Francuski protest najbardziej zajadły w Europie?
Strajk rolników rozlewa się na kolejne kraje. Protestują Niemcy, Polska, Rumunia, Włochy i Francja. Jednak to o francuskich rolnikach pisze się i mówi jako o tych, którzy najbardziej śmiele walczą o swoje. W zdecydowanej większości krajów rolnicze protesty mają charakter demonstracji, blokowania dróg i czy powolnych przejazdów kolumny ciągników rolniczych po istotnych drogach.
We Francji protest jest zdecydowanie bardziej wzmożony. To w tym kraju rolnicy sięgnęli po znacznie większy wachlarz wyrażania swojego niezadowolenia z aktualnej sytuacji w kraju. Obrzucanie obornikiem czy polewanie budynków administracji rządowej gnojowicą to często obrazki z francuskiej demonstracji niezadowolonych rolników.

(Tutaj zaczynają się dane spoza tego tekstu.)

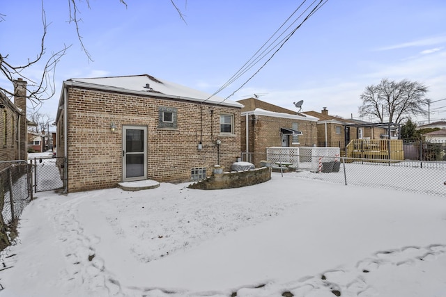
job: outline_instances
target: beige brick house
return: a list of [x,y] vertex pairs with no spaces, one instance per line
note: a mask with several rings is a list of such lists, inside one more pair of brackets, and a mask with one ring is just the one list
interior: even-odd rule
[[240,153],[239,103],[143,74],[72,79],[56,115],[67,191],[201,179]]
[[[317,146],[318,147],[339,147],[342,152],[349,144],[353,144],[353,143],[357,144],[363,141],[366,144],[369,143],[370,141],[376,144],[380,143],[380,140],[388,138],[389,133],[392,139],[398,138],[398,125],[391,125],[389,130],[388,123],[370,123],[330,115],[326,107],[324,107],[320,113],[312,111],[305,111],[303,113],[318,119],[317,122]],[[379,145],[382,146],[380,144]]]
[[[14,102],[0,92],[0,161],[26,160],[26,82],[14,81]],[[8,166],[0,163],[0,170]]]
[[266,159],[267,147],[316,145],[317,118],[256,98],[238,102],[244,106],[240,118],[244,161],[259,166]]

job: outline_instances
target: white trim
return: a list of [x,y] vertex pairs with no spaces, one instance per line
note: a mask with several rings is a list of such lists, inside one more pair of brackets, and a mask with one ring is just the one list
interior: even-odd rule
[[273,111],[243,111],[241,113],[241,115],[265,115],[268,117],[272,118],[289,118],[293,120],[307,120],[310,122],[318,122],[319,120],[317,118],[312,117],[311,115],[303,116],[299,115],[291,115],[289,113],[275,113]]
[[[166,99],[176,99],[179,100],[192,101],[192,102],[199,102],[199,103],[202,103],[204,101],[203,99],[166,95],[166,94],[162,94],[160,93],[156,93],[156,92],[133,90],[123,89],[122,88],[116,88],[116,87],[109,86],[97,85],[94,83],[84,83],[84,82],[79,82],[79,81],[64,81],[63,85],[64,86],[75,86],[75,87],[79,87],[79,88],[93,88],[95,90],[106,90],[106,91],[110,91],[110,92],[123,93],[125,94],[138,95],[139,96],[144,96],[144,97],[157,97],[166,98]],[[218,99],[214,99],[213,101],[207,100],[205,103],[212,104],[212,105],[223,105],[225,106],[238,107],[239,109],[241,109],[242,107],[243,107],[243,105],[240,104],[238,102],[234,102],[231,101],[219,101]]]
[[[143,134],[144,136],[143,146],[144,151],[143,153],[143,175],[132,177],[126,177],[127,173],[127,163],[125,161],[126,156],[128,155],[126,150],[126,138],[127,138],[127,130],[128,129],[135,129],[135,130],[143,130]],[[123,138],[123,182],[133,182],[137,180],[145,180],[147,179],[147,126],[136,126],[136,125],[123,125],[123,131],[122,131],[122,138]],[[135,154],[141,153],[141,152],[134,152]]]

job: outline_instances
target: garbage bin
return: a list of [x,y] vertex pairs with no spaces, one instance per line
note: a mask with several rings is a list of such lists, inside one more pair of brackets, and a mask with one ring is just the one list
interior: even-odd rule
[[322,162],[322,172],[330,173],[333,172],[333,163],[334,162]]
[[335,161],[333,162],[333,172],[339,172],[341,168],[341,162],[339,161]]

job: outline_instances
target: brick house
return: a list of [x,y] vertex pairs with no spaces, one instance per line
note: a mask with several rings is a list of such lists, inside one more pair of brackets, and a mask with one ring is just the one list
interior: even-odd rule
[[63,81],[57,156],[67,191],[121,182],[180,182],[230,168],[240,152],[242,105],[150,75]]
[[43,135],[38,133],[28,131],[28,151],[33,152],[42,152]]
[[[0,93],[0,161],[26,160],[26,81],[13,81],[14,102]],[[0,170],[6,163],[0,163]]]
[[244,161],[259,166],[266,159],[267,147],[316,145],[317,118],[256,98],[238,102],[244,106],[240,117]]
[[385,142],[380,141],[388,138],[389,134],[391,139],[398,138],[399,127],[397,125],[370,123],[330,115],[326,107],[324,107],[320,113],[312,111],[305,111],[303,113],[318,118],[317,122],[317,146],[318,147],[336,147],[341,148],[342,151],[345,150],[349,145],[357,147],[362,143],[369,145],[371,142],[378,145],[380,150],[384,151],[387,150],[387,145]]

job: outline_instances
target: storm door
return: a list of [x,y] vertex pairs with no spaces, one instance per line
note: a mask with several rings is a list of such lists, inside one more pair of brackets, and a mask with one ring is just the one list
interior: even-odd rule
[[123,181],[147,179],[147,127],[123,127]]

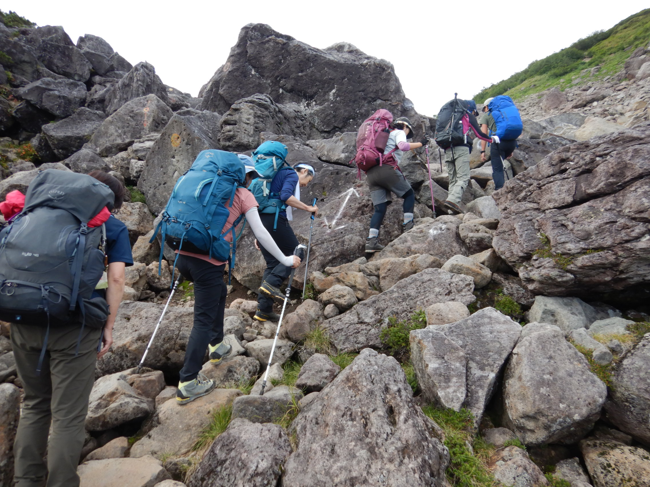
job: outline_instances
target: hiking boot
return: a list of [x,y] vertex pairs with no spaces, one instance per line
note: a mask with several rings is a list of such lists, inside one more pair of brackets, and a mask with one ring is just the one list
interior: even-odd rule
[[456,205],[455,203],[452,201],[445,201],[445,206],[450,210],[454,215],[458,215],[463,212],[463,210],[460,209],[460,206]]
[[277,313],[274,313],[272,311],[262,311],[258,308],[257,310],[255,312],[255,316],[253,318],[258,321],[278,321],[280,319],[280,316]]
[[262,282],[262,285],[259,286],[259,289],[257,290],[261,293],[264,293],[267,296],[270,296],[276,301],[284,303],[284,293],[279,288],[275,286],[272,286],[265,281]]
[[366,239],[366,252],[379,252],[384,249],[384,245],[379,243],[378,237],[369,237]]
[[207,345],[208,351],[210,353],[209,356],[210,357],[210,362],[213,364],[216,364],[221,361],[221,359],[224,356],[228,356],[230,351],[233,349],[231,345],[228,345],[226,343],[226,341],[222,341],[218,345],[213,347],[211,345],[208,343]]
[[413,223],[413,219],[409,220],[406,223],[402,223],[402,233],[404,233],[404,232],[408,232],[409,230],[410,230],[411,229],[412,229],[415,226],[415,223]]
[[176,402],[179,405],[187,404],[202,395],[209,394],[214,388],[214,381],[199,373],[196,379],[181,385],[178,383],[176,390]]

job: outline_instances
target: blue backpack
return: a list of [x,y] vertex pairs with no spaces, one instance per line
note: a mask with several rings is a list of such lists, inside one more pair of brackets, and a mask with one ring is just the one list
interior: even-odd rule
[[[244,187],[245,177],[244,164],[237,155],[214,149],[202,151],[176,182],[162,211],[162,219],[150,242],[161,232],[163,242],[174,250],[209,255],[224,262],[230,260],[232,248],[232,268],[237,245],[235,227],[242,216],[226,232],[222,231],[230,216],[226,206],[232,206],[235,192]],[[228,231],[233,234],[232,244],[224,238]]]
[[497,124],[495,134],[502,140],[514,140],[523,130],[521,116],[512,99],[506,95],[495,96],[488,105]]
[[271,192],[271,181],[281,169],[291,169],[285,159],[289,151],[281,142],[268,140],[262,144],[253,152],[255,170],[259,177],[254,179],[248,190],[257,200],[260,213],[275,213],[273,229],[278,225],[278,216],[287,205],[280,199],[280,195]]

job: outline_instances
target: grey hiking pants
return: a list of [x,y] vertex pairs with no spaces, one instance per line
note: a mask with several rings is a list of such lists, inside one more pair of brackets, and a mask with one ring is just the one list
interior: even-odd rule
[[[42,368],[37,375],[46,329],[11,325],[16,365],[25,390],[14,443],[16,487],[79,484],[77,466],[86,436],[84,423],[95,382],[101,332],[86,327],[75,356],[80,330],[79,325],[50,328]],[[47,465],[44,460],[46,451]]]
[[469,149],[465,145],[445,151],[445,163],[449,174],[447,201],[456,205],[463,199],[463,192],[469,184]]

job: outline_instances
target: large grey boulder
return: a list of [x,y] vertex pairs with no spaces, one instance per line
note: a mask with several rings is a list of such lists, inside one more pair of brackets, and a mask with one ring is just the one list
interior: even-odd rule
[[327,355],[315,353],[310,356],[298,374],[296,387],[307,393],[322,390],[341,371],[341,367],[332,362]]
[[32,29],[25,40],[48,69],[82,82],[90,77],[90,63],[60,25]]
[[378,108],[395,118],[415,115],[387,61],[346,43],[316,49],[260,23],[242,29],[226,64],[199,96],[203,109],[224,113],[255,94],[270,95],[279,104],[307,103],[315,128],[330,136],[356,131]]
[[503,422],[524,443],[576,443],[593,427],[606,396],[562,330],[523,327],[504,376]]
[[155,95],[131,99],[104,120],[84,148],[103,157],[114,155],[136,139],[159,134],[172,115],[171,109]]
[[153,429],[134,443],[129,456],[180,456],[188,453],[210,423],[213,414],[229,406],[241,394],[237,389],[214,389],[182,407],[176,401],[165,401],[157,410]]
[[86,85],[70,79],[42,78],[18,90],[18,96],[62,118],[86,103]]
[[436,428],[398,362],[364,349],[294,419],[283,485],[443,485],[449,456]]
[[274,486],[291,454],[282,427],[236,418],[203,455],[188,487]]
[[[142,302],[127,301],[120,305],[112,347],[97,362],[100,375],[119,372],[140,363],[162,308],[162,305]],[[179,371],[193,322],[191,308],[170,306],[144,365],[158,370]]]
[[414,311],[436,303],[474,300],[472,278],[440,269],[425,269],[398,281],[387,291],[372,296],[343,314],[330,318],[321,326],[330,334],[339,352],[381,347],[379,338],[388,319],[406,319]]
[[[157,214],[164,208],[176,181],[192,166],[200,152],[220,148],[220,121],[218,114],[209,112],[172,117],[147,154],[138,181],[138,189],[152,212]],[[239,262],[239,253],[237,257]]]
[[14,479],[14,440],[20,417],[20,390],[13,384],[0,384],[0,485]]
[[167,90],[153,66],[148,62],[138,62],[107,95],[106,113],[110,115],[127,102],[148,95],[155,95],[169,104]]
[[493,308],[413,330],[411,360],[422,393],[440,407],[469,409],[478,425],[521,333],[521,325]]
[[569,332],[589,327],[596,319],[596,310],[577,297],[536,296],[526,317],[528,321],[548,323]]
[[145,397],[129,384],[129,376],[133,373],[133,370],[118,372],[95,381],[90,392],[86,429],[103,431],[144,418],[153,411],[153,398]]
[[151,456],[94,460],[81,464],[77,473],[80,487],[154,487],[170,478],[162,463]]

Francuscy farmerzy zdają sobie sprawę z konsekwencji takich zachowań i ewentualnych kar, jakie z tego tytułu im grożą, ale mimo tego decydują się na takie śmiałe i odważne zachowania.
Niestety protesty te obarczone są też niebezpieczeństwem, o czym przekonała się rodzina protestującej rolniczki. Podczas blokady drogi wjechał w nią samochód osobowy. Na miejscu zginęła 34-letnia protestująca, a jej mąż i córka z obrażeniami ciała trafili do szpitala.
Owce zamiast ciągników
Rolnicy z Francji radzą sobie, jak tylko mogą. Korzystają z tego, co akurat mają. A gdy nie mają ciągników, żeby zablokować drogę, używają to tego celu... zwierząt. Taki nietypowy protest z wykorzystaniem owiec miał miejsce w miejscowości Draguignan, w regionie Prowansja-Alpy-Lazurowe Wybrzeże.